Sliding into the booth, Taisei stared at the incredible city scape below them. Located on the ninetieth floor of the Albero Forte Tower, Böhm’s Sushi House provided an amazing view of the horizon. The Naifeh dunes, a couple of oversized sand hills preserved in a glass museum, could be seen from Taisei’s seat. He had never laid eyes on them until this evening, but then again, he had never been invited to such a luxurious dining tower before.

             
“I hope you had a safe drive,” Freja said as she took a sip from her glass of water.

             
“It was certainly a scenic trip,” Taisei downloaded the restaurant’s menu into his head. “I had trouble finding a space to park my bike.”

             
“You rode a bicycle to Albero Forte?” Freja laughed a little too loudly.

             
“Well, yes…” Taisei could not understand what was so funny.

             
“Good grief,” Freja wiped a single tear from her eye. “You should have
splurged
and rented a motorcycle taxi at the least.
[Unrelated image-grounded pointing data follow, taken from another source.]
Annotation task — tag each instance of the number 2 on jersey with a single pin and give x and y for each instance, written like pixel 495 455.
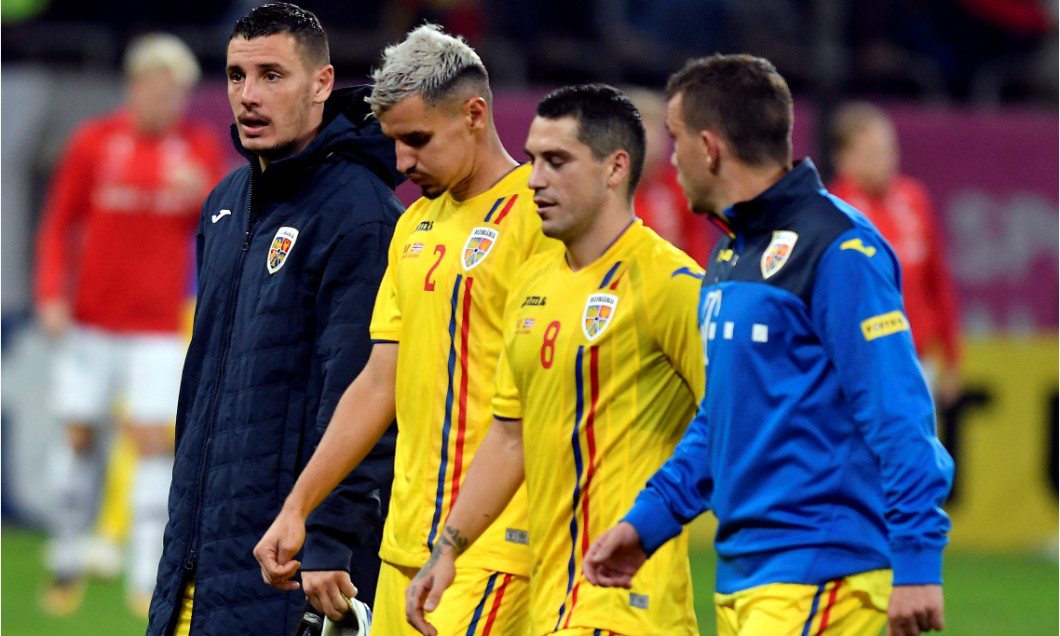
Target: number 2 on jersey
pixel 427 283
pixel 548 345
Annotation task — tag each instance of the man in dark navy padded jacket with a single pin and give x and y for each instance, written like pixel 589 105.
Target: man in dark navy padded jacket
pixel 290 250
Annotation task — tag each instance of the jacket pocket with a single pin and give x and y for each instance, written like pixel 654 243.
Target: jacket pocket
pixel 294 443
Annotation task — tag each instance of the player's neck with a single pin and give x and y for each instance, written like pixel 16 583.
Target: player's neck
pixel 606 229
pixel 492 164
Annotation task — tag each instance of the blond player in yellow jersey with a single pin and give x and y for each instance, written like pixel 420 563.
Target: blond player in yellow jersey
pixel 437 341
pixel 601 372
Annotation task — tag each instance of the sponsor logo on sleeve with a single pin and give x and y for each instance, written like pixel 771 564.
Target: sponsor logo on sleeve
pixel 282 244
pixel 855 244
pixel 884 324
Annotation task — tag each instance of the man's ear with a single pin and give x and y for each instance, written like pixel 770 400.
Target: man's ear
pixel 618 169
pixel 711 146
pixel 323 82
pixel 476 112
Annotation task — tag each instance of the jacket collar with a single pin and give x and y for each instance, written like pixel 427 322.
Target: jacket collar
pixel 776 202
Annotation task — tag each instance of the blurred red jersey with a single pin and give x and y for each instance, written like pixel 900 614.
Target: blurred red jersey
pixel 117 234
pixel 904 216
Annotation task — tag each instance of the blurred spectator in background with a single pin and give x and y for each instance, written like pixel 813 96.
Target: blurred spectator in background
pixel 111 279
pixel 866 157
pixel 659 200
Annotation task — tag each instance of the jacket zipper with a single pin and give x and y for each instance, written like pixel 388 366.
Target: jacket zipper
pixel 229 320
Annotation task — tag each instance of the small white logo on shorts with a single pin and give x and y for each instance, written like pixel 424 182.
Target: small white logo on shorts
pixel 519 536
pixel 638 600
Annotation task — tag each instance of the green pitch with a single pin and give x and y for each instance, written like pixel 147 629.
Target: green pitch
pixel 984 595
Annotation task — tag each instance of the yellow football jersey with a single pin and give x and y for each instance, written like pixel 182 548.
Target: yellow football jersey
pixel 604 367
pixel 451 264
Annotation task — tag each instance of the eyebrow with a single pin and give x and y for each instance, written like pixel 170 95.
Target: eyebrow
pixel 268 66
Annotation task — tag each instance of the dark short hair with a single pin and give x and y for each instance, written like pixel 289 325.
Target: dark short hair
pixel 283 17
pixel 743 99
pixel 607 121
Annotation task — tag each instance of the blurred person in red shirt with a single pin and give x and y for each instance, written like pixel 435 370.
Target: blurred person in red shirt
pixel 113 255
pixel 659 200
pixel 866 157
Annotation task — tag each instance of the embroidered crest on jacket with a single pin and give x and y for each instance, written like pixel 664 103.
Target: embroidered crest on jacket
pixel 282 244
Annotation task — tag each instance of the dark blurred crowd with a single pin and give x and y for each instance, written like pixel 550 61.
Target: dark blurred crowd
pixel 986 51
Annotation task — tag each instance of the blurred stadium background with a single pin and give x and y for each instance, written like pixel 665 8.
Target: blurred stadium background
pixel 972 86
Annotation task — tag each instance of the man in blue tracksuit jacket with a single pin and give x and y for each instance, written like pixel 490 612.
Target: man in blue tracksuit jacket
pixel 815 443
pixel 290 250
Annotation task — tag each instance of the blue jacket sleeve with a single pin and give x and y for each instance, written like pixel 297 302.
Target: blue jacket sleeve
pixel 678 492
pixel 859 315
pixel 353 513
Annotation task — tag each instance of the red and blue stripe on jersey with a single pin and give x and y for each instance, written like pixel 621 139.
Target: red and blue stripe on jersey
pixel 585 461
pixel 456 396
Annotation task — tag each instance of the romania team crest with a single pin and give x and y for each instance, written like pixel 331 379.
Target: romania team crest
pixel 478 246
pixel 778 252
pixel 599 311
pixel 282 243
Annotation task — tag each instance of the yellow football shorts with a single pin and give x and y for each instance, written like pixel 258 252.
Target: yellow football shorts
pixel 183 625
pixel 478 603
pixel 854 605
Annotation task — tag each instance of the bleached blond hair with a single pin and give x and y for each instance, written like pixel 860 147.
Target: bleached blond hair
pixel 161 51
pixel 428 63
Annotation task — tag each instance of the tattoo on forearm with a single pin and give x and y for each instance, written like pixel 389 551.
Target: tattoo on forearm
pixel 452 537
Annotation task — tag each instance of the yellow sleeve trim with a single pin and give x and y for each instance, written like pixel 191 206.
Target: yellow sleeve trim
pixel 884 324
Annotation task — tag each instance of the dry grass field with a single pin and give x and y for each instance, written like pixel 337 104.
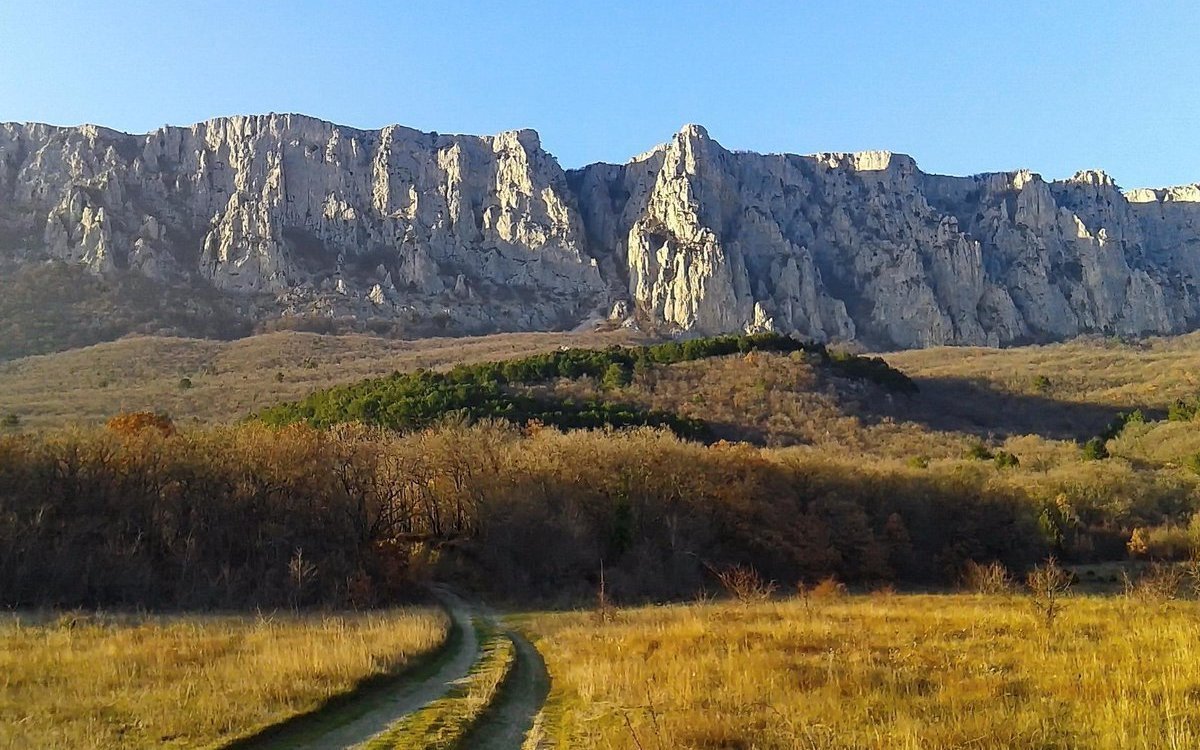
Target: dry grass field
pixel 226 381
pixel 189 682
pixel 1102 371
pixel 895 672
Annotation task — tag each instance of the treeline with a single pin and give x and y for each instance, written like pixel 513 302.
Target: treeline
pixel 473 393
pixel 142 515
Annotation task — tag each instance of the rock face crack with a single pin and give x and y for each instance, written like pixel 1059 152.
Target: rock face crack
pixel 333 221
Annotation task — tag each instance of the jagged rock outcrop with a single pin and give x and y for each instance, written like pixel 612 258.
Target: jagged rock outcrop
pixel 324 219
pixel 486 233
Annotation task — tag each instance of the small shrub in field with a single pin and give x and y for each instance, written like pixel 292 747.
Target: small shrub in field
pixel 1192 570
pixel 132 423
pixel 744 583
pixel 1096 450
pixel 1161 583
pixel 1006 460
pixel 1164 543
pixel 1048 585
pixel 1193 463
pixel 828 588
pixel 978 451
pixel 990 580
pixel 617 376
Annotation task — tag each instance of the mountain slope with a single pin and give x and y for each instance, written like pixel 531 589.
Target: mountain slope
pixel 287 215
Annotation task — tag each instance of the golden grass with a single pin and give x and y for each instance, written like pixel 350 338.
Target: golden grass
pixel 190 682
pixel 445 723
pixel 231 379
pixel 1152 372
pixel 876 672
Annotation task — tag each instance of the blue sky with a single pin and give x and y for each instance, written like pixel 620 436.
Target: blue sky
pixel 964 87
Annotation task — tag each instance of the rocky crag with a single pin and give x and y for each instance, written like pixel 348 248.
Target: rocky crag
pixel 287 215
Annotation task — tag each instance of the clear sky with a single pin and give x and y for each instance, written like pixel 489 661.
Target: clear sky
pixel 965 85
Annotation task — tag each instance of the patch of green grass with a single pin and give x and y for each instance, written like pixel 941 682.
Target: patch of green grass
pixel 445 723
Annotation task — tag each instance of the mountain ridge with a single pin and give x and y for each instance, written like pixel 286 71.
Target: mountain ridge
pixel 294 216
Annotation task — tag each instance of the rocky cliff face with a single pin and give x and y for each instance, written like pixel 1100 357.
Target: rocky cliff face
pixel 489 233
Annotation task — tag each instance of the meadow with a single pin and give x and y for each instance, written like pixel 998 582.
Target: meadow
pixel 796 465
pixel 198 681
pixel 874 671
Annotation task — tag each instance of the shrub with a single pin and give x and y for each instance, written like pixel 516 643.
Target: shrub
pixel 990 580
pixel 1006 460
pixel 828 588
pixel 1048 585
pixel 1096 450
pixel 918 462
pixel 132 423
pixel 744 583
pixel 1164 543
pixel 978 451
pixel 617 376
pixel 1161 582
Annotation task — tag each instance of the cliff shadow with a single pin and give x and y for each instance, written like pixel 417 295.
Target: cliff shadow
pixel 976 407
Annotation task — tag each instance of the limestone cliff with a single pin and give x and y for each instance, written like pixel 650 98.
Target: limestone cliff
pixel 489 233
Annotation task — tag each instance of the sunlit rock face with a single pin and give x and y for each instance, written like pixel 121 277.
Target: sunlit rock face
pixel 489 233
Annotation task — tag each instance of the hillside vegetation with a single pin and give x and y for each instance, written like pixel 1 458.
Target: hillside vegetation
pixel 877 672
pixel 491 390
pixel 132 682
pixel 227 379
pixel 816 463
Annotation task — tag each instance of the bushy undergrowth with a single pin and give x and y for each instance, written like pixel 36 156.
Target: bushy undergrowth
pixel 297 516
pixel 411 401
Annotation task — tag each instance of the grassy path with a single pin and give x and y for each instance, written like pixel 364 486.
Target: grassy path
pixel 510 724
pixel 360 718
pixel 485 693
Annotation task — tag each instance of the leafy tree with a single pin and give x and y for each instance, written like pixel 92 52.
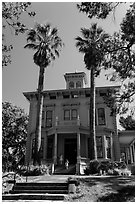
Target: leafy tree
pixel 121 49
pixel 127 123
pixel 14 134
pixel 11 21
pixel 91 45
pixel 45 40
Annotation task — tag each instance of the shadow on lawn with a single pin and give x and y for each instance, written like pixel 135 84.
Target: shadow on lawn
pixel 109 181
pixel 126 194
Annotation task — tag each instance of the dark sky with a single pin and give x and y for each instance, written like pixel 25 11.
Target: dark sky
pixel 22 74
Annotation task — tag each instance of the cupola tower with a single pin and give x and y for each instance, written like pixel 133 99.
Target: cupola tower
pixel 75 80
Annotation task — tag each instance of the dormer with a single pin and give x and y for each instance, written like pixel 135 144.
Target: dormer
pixel 75 80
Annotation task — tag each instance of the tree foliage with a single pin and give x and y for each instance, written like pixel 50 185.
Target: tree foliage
pixel 121 50
pixel 127 123
pixel 11 21
pixel 91 45
pixel 14 134
pixel 46 42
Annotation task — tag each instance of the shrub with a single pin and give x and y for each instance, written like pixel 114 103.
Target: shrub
pixel 107 166
pixel 75 181
pixel 33 170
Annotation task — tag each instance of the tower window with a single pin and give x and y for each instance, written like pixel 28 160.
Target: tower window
pixel 66 114
pixel 74 114
pixel 71 85
pixel 49 118
pixel 99 147
pixel 78 84
pixel 101 116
Riding a bike, how ridiculous! I’m paying for your meal anyway.” Another round of laughter made Taisei blush. He apparently hadn’t fully adapted to upper-class, or even middle-class, living as of yet.

             
“I’ll remember to leave my Foudre de Feu at home next time,” Taisei said shortly. He didn’t know why he name dropped the brand of his bicycle. To someone with Freja’s salary, an expensive bicycle did not leave much of an impression. “What do you recommend?” he asked softly.